Sözleşmelerin teminatı olmak üzere davacı tarafından davalı lehine 21.06.2016 tarihli 250.000,00 TL bedelli 19.06.2020 vade tarihli … A.Ş. tarafından düzenlenen dava konusu teminat mektubunun verildiği ihtilafsızdır.
Taraflar arasındaki bayilik sözleşmeleri kapsamında davalı lehine verildiği ileri sürülen talebe konu teminat mektubunun kesin ve süreli olduğu anlaşılmaktadır.
Taraflar arasında en son yapılan ve dava tarihi itibariyle yürürlükte bulunan 15.01.2019
tarihli bayilik sözleşmesi incelendiğinde; sözleşmenin “Teminat” başlıklı 11.
maddesinde; “Bayi, işbu Protokol, Standart Bayilik Anlaşmaları ve sair taahhütleri
çerçevesinde ürün alımlarına, iade yatırım ilişkin her türlü borç ile cezai şart kar mahrumiyeti
ve sair her türlü borç ve taahhüdünün garantisini teşkil etmek üzere … ‘in kabul edeceği
tutarda, … kabul edeceği bir veya birkaç bankaya ait ve … kabul edeceği
metne uygun olmak üzere 250.000-TL tutarında kesin ve süresiz teminat mektubu vermeyi kabul ve taahhüt etmiştir.
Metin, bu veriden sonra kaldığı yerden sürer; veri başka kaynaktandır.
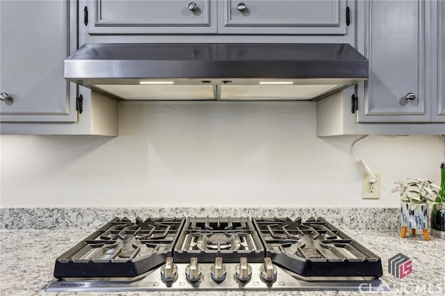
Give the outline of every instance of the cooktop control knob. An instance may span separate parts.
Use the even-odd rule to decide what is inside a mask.
[[[197,263],[197,258],[192,257],[190,260],[190,264],[186,266],[186,277],[187,280],[193,283],[195,283],[201,279],[202,275],[202,268]]]
[[[263,265],[259,268],[259,274],[266,281],[271,282],[277,279],[277,268],[272,264],[270,257],[264,258]]]
[[[172,257],[167,257],[165,264],[161,267],[161,279],[165,283],[172,283],[178,277],[178,268],[173,263]]]
[[[248,264],[248,258],[241,257],[239,264],[235,267],[235,275],[239,281],[247,283],[252,278],[252,266]]]
[[[225,279],[227,275],[227,268],[225,266],[225,264],[222,264],[222,257],[216,257],[215,258],[215,263],[210,266],[210,273],[211,278],[217,283]]]

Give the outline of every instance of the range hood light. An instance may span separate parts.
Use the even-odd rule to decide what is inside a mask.
[[[139,84],[153,84],[153,85],[166,85],[175,84],[173,81],[140,81]]]
[[[266,85],[293,84],[293,81],[259,81],[259,84],[266,84]]]

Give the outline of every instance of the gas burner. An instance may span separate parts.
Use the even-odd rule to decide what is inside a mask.
[[[226,262],[237,262],[243,256],[261,262],[264,247],[248,217],[189,217],[175,247],[176,261],[197,257],[201,262],[213,262],[224,256]],[[227,261],[228,260],[228,261]]]
[[[185,218],[115,217],[56,261],[56,277],[132,277],[171,256]]]
[[[378,256],[323,218],[253,218],[266,254],[303,277],[381,274]]]
[[[114,218],[47,291],[385,290],[380,258],[323,218]]]
[[[207,249],[232,249],[234,245],[235,249],[239,249],[239,243],[236,244],[235,240],[236,234],[232,233],[209,233],[204,234],[206,238]],[[202,249],[202,246],[200,247]]]

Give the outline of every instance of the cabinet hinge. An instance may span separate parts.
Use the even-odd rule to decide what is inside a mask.
[[[353,114],[354,114],[355,113],[355,111],[359,110],[358,97],[356,97],[355,94],[353,94],[353,96],[350,97],[350,100],[351,100],[351,112],[353,113]]]
[[[83,96],[81,94],[76,98],[76,110],[79,113],[83,111]]]
[[[83,24],[85,26],[88,24],[88,8],[86,6],[83,8]]]

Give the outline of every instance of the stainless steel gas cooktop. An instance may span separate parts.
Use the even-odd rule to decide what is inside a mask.
[[[380,258],[323,218],[115,217],[47,291],[385,290]]]

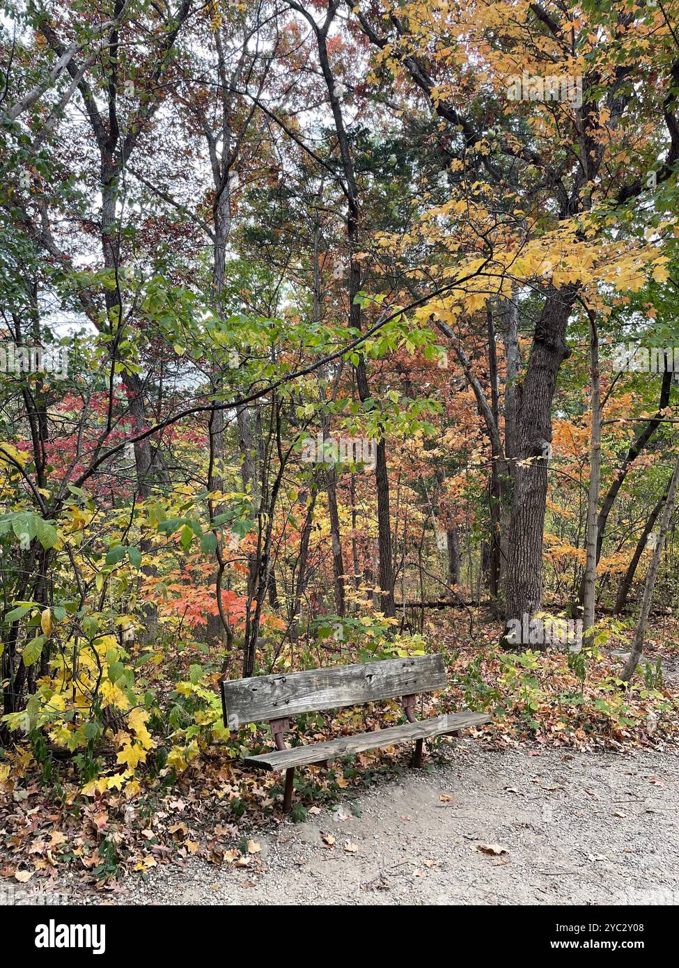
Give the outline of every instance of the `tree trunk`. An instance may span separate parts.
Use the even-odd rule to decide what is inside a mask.
[[[506,620],[532,619],[542,602],[542,529],[551,448],[551,408],[559,367],[571,353],[566,326],[574,292],[551,289],[517,395],[517,462],[509,533]],[[518,388],[517,388],[518,389]]]
[[[632,561],[630,561],[630,564],[627,567],[627,571],[623,576],[623,580],[620,583],[620,588],[618,589],[618,594],[615,599],[615,607],[613,608],[613,615],[620,615],[623,609],[625,608],[625,605],[627,604],[627,598],[628,595],[630,594],[630,589],[632,588],[632,583],[634,581],[634,574],[636,572],[636,568],[638,566],[639,561],[641,560],[641,556],[643,555],[646,549],[648,535],[653,530],[653,527],[656,521],[658,520],[658,515],[661,513],[661,510],[664,505],[666,499],[667,499],[667,488],[664,489],[664,494],[651,511],[648,521],[644,526],[644,529],[641,531],[641,536],[639,537],[639,540],[636,542],[636,548],[634,549],[634,554],[632,557]]]
[[[653,556],[651,558],[651,563],[648,567],[648,574],[646,575],[646,584],[643,590],[643,598],[641,599],[641,611],[639,613],[639,619],[636,623],[636,630],[634,632],[634,641],[632,646],[632,651],[630,652],[630,658],[625,664],[623,674],[621,679],[624,681],[629,682],[632,677],[634,675],[636,666],[638,665],[639,658],[641,656],[641,650],[643,649],[644,635],[646,634],[646,623],[648,621],[648,616],[651,611],[651,602],[653,601],[653,590],[656,586],[656,576],[658,575],[658,566],[661,561],[661,556],[663,554],[663,548],[664,547],[664,539],[667,534],[667,529],[669,528],[669,520],[672,516],[672,511],[674,510],[674,501],[677,496],[677,484],[679,483],[679,457],[677,457],[676,464],[674,465],[674,470],[672,472],[671,479],[669,481],[669,487],[667,488],[667,499],[664,502],[664,507],[663,509],[663,517],[661,519],[661,528],[658,534],[658,541],[656,542],[656,547],[653,549]]]
[[[637,435],[635,439],[628,449],[625,455],[625,460],[623,461],[622,467],[618,470],[613,479],[612,484],[608,488],[608,491],[602,501],[602,509],[599,512],[599,518],[597,520],[597,563],[602,557],[602,546],[603,544],[603,534],[605,531],[606,522],[608,521],[608,515],[610,514],[611,508],[613,507],[613,502],[618,496],[618,491],[623,485],[625,478],[627,477],[628,471],[632,467],[632,464],[639,456],[643,448],[646,446],[648,441],[651,439],[653,435],[656,433],[658,428],[661,426],[662,422],[662,411],[669,404],[669,392],[672,386],[672,374],[670,372],[665,372],[663,375],[663,383],[661,385],[661,395],[660,401],[658,403],[658,412],[656,416],[648,420],[640,433]],[[583,601],[584,596],[584,583],[580,583],[580,590],[578,592],[578,600]]]
[[[597,318],[588,310],[590,324],[590,392],[592,397],[592,453],[590,457],[590,482],[587,492],[587,525],[585,548],[587,560],[583,580],[584,597],[582,627],[585,634],[594,625],[597,594],[597,504],[602,478],[602,398],[599,379],[599,333]]]

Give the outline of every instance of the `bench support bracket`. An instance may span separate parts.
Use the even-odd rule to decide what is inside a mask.
[[[272,719],[269,723],[271,727],[271,733],[273,734],[273,741],[276,743],[276,749],[286,749],[286,741],[283,739],[283,734],[290,729],[290,723],[287,719]],[[283,812],[290,813],[293,809],[293,789],[294,784],[294,767],[290,767],[286,770],[286,785],[283,791]]]
[[[403,711],[406,713],[406,718],[409,723],[416,723],[417,720],[413,712],[413,707],[415,706],[417,696],[403,696],[401,702],[403,703]],[[413,751],[413,759],[411,760],[411,766],[416,769],[419,769],[422,765],[422,746],[424,744],[423,740],[416,740],[415,750]]]

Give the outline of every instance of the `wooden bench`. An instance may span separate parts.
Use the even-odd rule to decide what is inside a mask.
[[[443,655],[414,655],[279,676],[222,680],[220,684],[224,722],[229,729],[238,729],[246,723],[269,723],[276,748],[269,753],[248,756],[245,763],[262,770],[286,771],[283,796],[286,811],[292,805],[295,767],[329,766],[331,760],[346,753],[360,753],[410,741],[415,741],[413,766],[419,767],[422,742],[428,737],[454,736],[467,726],[490,722],[490,716],[479,712],[416,719],[413,711],[416,695],[445,689],[448,684]],[[292,716],[395,697],[400,697],[408,719],[401,726],[341,736],[306,746],[286,747],[283,736],[290,729]]]

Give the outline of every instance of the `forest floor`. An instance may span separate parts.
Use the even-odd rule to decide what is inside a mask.
[[[80,886],[72,896],[94,904],[677,904],[679,757],[499,751],[462,739],[443,762],[381,777],[333,808],[312,808],[302,824],[279,818],[252,836],[242,866],[194,857],[143,879],[127,876],[106,900],[83,896]]]

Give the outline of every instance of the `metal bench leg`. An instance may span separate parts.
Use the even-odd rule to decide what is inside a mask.
[[[286,770],[286,788],[283,794],[283,812],[290,813],[293,809],[293,781],[294,780],[294,767]]]

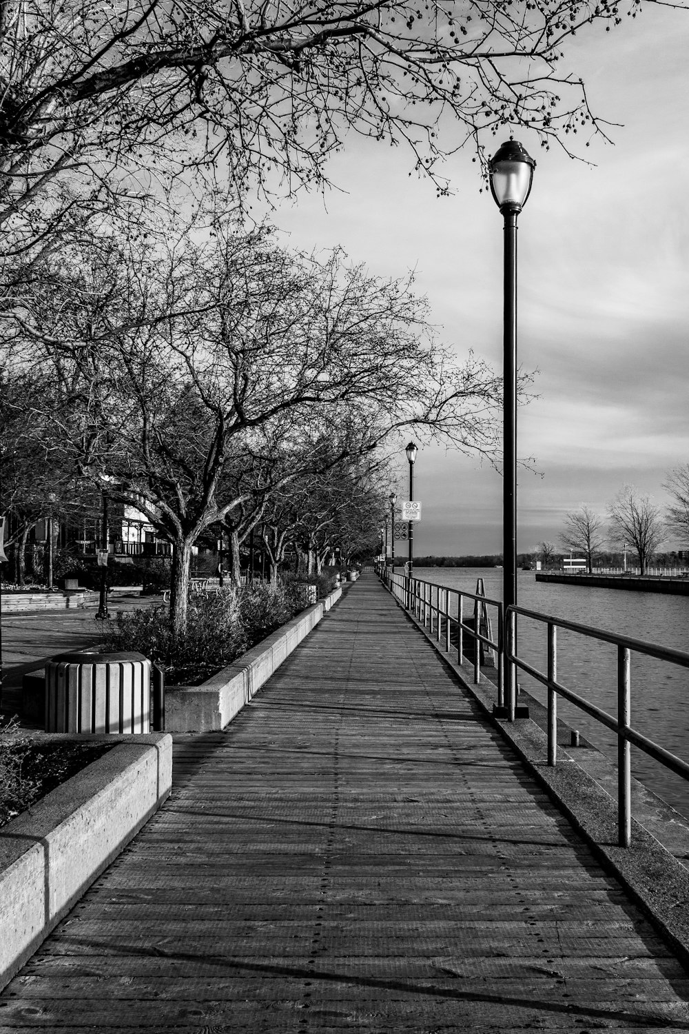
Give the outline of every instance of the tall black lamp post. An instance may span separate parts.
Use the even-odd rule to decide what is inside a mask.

Bayi, bankalardan kaynaklanan ve sair nedenlerle süresiz Banka
Teminat Mektubu (BTM) yerine süreli nitelikte BTM ibraz etmek zorunda kaldığı takdirde,
BTM’nin anlaşma süresince teminat teşkil etmesi için, ibraz ettiği BTM’nin sona erme
tarihinden en az 15 gün önce miktarını ve içeriğini değiştirmeksizin uzatma ve/veya yenileme
işlemlerini yerine getirmeyi, aksi takdirde … ‘in mevcut BTM’yi nakde tahvil ederek ve
karşılığını nakit teminat olarak uhdesinde tutabileceğini kabul ve taahhüt eder” hükmüne yer
verildiği, söz konusu hükümden de açıkça anlaşılacağı üzere, davacının iddia ettiğinin aksine, dava konusu teminat mektubu sadece
yapılan yatırımların teminatı için değil, bayilik sözleşmesinden doğan her türlü alacağın
teminatı olmak ve sözleşmenin sonuna kadar geçerli olmak üzere verildiği, süresinin bitmesi
halinde yenilenmemesi durumunda davalının mektubunu nakde çevirme hakkının doğacağı, dava konusu teminat mektubunun 19.06.2020 tarihine kadar süreli olarak
düzenlenmiş olması, davacının bayilik sözleşmesinin anılan hükmü uyarınca en az 15 gün
öncesinden mektup süresini uzatmakla veya mektubu yenilemekle yükümlü olması, davacının
bu yükümlülüğünü yerine getirmemesi, tam aksine, sözleşme ilişkisi devam ederken
sözleşmenin teminatı olarak verilen teminat mektubunun iptaline ve bu teminat mektubu nedeniyle borçlu olmadığının tespitine ilişkin talepte bulunduğu anlaşıldığından, ispatlanamayan davanın reddine karar verilmiştir.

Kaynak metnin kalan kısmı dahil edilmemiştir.